Correlation Between Cardano and Convex Finance
Can any of the company-specific risk be diversified away by investing in both Cardano and Convex Finance at the same time? Although using a correlation coefficient on its own may not help to predict future stock returns, this module helps to understand the diversifiable risk of combining Cardano and Convex Finance into the same portfolio, which is an essential part of the fundamental portfolio management process.
By analyzing existing cross correlation between Cardano and Convex Finance, you can compare the effects of market volatilities on Cardano and Convex Finance and check how they will diversify away market risk if combined in the same portfolio for a given time horizon. You can also utilize pair trading strategies of matching a long position in Cardano with a short position of Convex Finance. Check out your portfolio center. Please also check ongoing floating volatility patterns of Cardano and Convex Finance.
Diversification Opportunities for Cardano and Convex Finance
0.81 | Correlation Coefficient |
Very poor diversification
The 3 months correlation between Cardano and Convex is 0.81. Overlapping area represents the amount of risk that can be diversified away by holding Cardano and Convex Finance in the same portfolio, assuming nothing else is changed. The correlation between historical prices or returns on Convex Finance and Cardano is a relative statistical measure of the degree to which these equity instruments tend to move together. The correlation coefficient measures the extent to which returns on Cardano are associated (or correlated) with Convex Finance. Values of the correlation coefficient range from -1 to +1, where. The correlation of zero (0) is possible when the price movement of Convex Finance has no effect on the direction of Cardano i.e., Cardano and Convex Finance go up and down completely randomly.
Pair Corralation between Cardano and Convex Finance
Assuming the 90 days trading horizon Cardano is expected to generate 0.99 times more return on investment than Convex Finance. However, Cardano is 1.01 times less risky than Convex Finance. It trades about -0.01 of its potential returns per unit of risk. Convex Finance is currently generating about -0.1 per unit of risk. If you would invest 84.00 in Cardano on December 30, 2024 and sell it today you would lose (17.00) from holding Cardano or give up 20.24% of portfolio value over 90 days.

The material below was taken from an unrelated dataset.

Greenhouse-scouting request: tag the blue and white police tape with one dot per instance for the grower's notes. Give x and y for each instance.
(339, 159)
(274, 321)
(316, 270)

Time Period | 3 Months [change] |
Direction | Moves Together |
Strength | Strong |
Accuracy | 100.0% |
Values | Daily Returns |
Cardano vs. Convex Finance
Performance |
Timeline |
Cardano |
Convex Finance |
Cardano and Convex Finance Volatility Contrast
Predicted Return Density |
Returns |
Pair Trading with Cardano and Convex Finance
The main advantage of trading using opposite Cardano and Convex Finance positions is that it hedges away some unsystematic risk. Because of two separate transactions, even if Cardano position performs unexpectedly, Convex Finance can make up some of the losses. Pair trading also minimizes risk from directional movements in the market. For example, if an entire industry or sector drops because of unexpected headlines, the short position in Convex Finance will offset losses from the drop in Convex Finance's long position.The idea behind Cardano and Convex Finance pairs trading is to make the combined position market-neutral, meaning the overall market's direction will not affect its win or loss (or potential downside or upside). This can be achieved by designing a pairs trade with two highly correlated stocks or equities that operate in a similar space or sector, making it possible to obtain profits through simple and relatively low-risk investment.Convex Finance vs. Staked Ether | Convex Finance vs. Phala Network | Convex Finance vs. EigenLayer | Convex Finance vs. EOSDAC |
Check out your portfolio center.Note that this page's information should be used as a complementary analysis to find the right mix of equity instruments to add to your existing portfolios or create a brand new portfolio. You can also try the Correlation Analysis module to reduce portfolio risk simply by holding instruments which are not perfectly correlated.